Alors que la polémique enfle entre les chrétiens d’Algérie et le gouvernement à propos de la liberté de culte et le droit à la différence, Kamel Drici nous rappelle une histoire authentique d’un dialogue qui s’est déroulé lors des Croisades, entre Saint François d’Assise et le roi Al Kamil d’Égypte.
Kamel Drici n’en est pas à son premier essai. Il plaide sans cesse pour un dialogue permanent entre les religions, et dans ce cas précis, entre chrétiens et musulmans. Mais il n’est pas naïf.
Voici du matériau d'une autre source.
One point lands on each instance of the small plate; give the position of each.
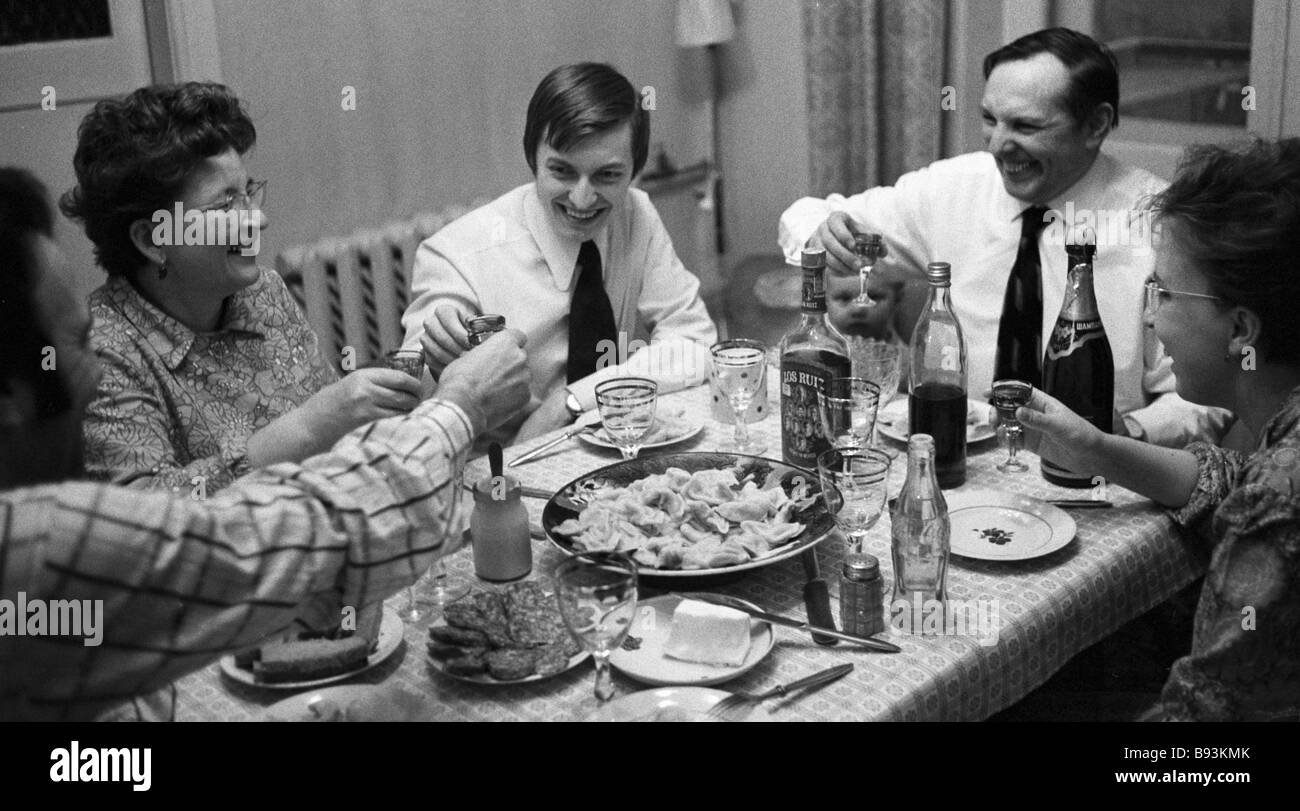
(377, 703)
(1031, 528)
(892, 421)
(390, 638)
(650, 664)
(437, 664)
(667, 705)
Il connait les limites de la démarche entreprises depuis quelques décennies. Le dialogue organisé jusque-là est essentiellement institutionnel. D’ailleurs, il est resté l’apanage d’une certaine élite qui développe un discours qui peine à toucher la plèbe. Ce n’est pas le principe en lui-même qui est critiqué par Kamel Drici. Mais il constate que la démarche n’a jusqu’à présent pas été fructueuse. Il milite plutôt pour un dialogue entre les croyants et non pas entre religions.
« Le Dialogue des Croyants » qui vient de sortir cette semaine aux Éditions La Pensée raconte comment deux grands personnages de l’histoire, Saint François d’Assise et Al Kamil, l’un, prêtre et responsable d’une importante communauté chrétienne, et l’autre roi d’Égypte, engagent un dialogue dans des circonstances particulières, les croisades.
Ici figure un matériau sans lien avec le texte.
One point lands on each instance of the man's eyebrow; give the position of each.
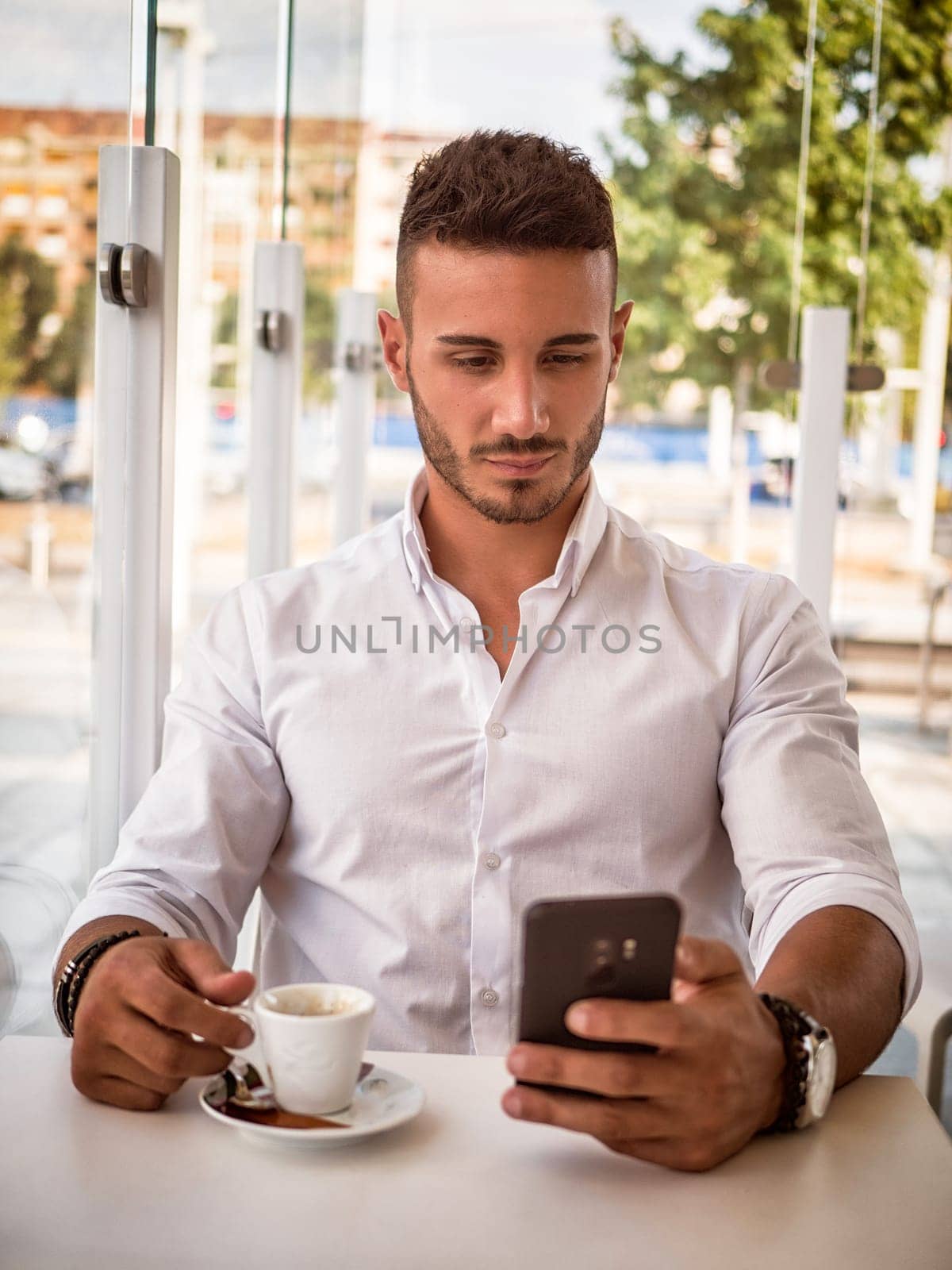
(579, 337)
Il faut rapidement rappeler que Jérusalem est la toile de fonds de cette histoire. Cette ville a vécu une histoire particulière, notamment depuis l’an 70 de notre ère, quand les soldats romains l’ont totalement détruite et rasée. Ils l’ont rebâtie en lui changeant de nom, devenant Alea Capitolina. Les Byzantins en ont hérité et l’ont rebaptisée à nouveau du nom de Jérusalem. L’arrivée des armées arabes allait changer la donne pour longtemps, et de nombreuses guerres ont eu lieu pour obtenir le contrôle de la ville dite « des prophètes ». Les guerres qui ont eu lieu pendant la période couverte par le livre de Kamel Drici se sont déroulées lors de la cinquième croisade qui a eu lieu au douzième siècle. A cette époque, Jérusalem était sous contrôle égyptien, sous l’autorité du roi Al Kamil.
François d’Assise était un religieux pieux, vivant dans la simplicité et la pauvreté, toujours en quête d’une âme à sauver et d'un pauvre à aider, a fondé ce qu’on appelle aujourd’hui le dialogue interreligieux. En 1219, alors qu’il était en voyage en Égypte, il rencontre le roi Al Kamil. Et une longue conversation va s’installer entre les deux personnages. Kamel Drici raconte : « La peur semble ralentir les réelles volontés d’aller vers l’autre, ou de l’accueillir, en le mettant en confiance, ou mieux encore, de l’aimer. C’est pour cela que je me suis penché sur cette rencontre historique, celle de Saint François d’Assise avec Al Kamil à Damiette. Elle eut lieu sur les bords du Nil, lors de lacinquième croisade. Le courage d’aller à la rencontre de son pire ennemi, chez lui, aux temps les plus cruels de l’histoire de l’humanité, fut ma source d’inspiration pour écrire le présent ouvrage, lors de mon voyage en 2003 parmi les pèlerins à Assise ».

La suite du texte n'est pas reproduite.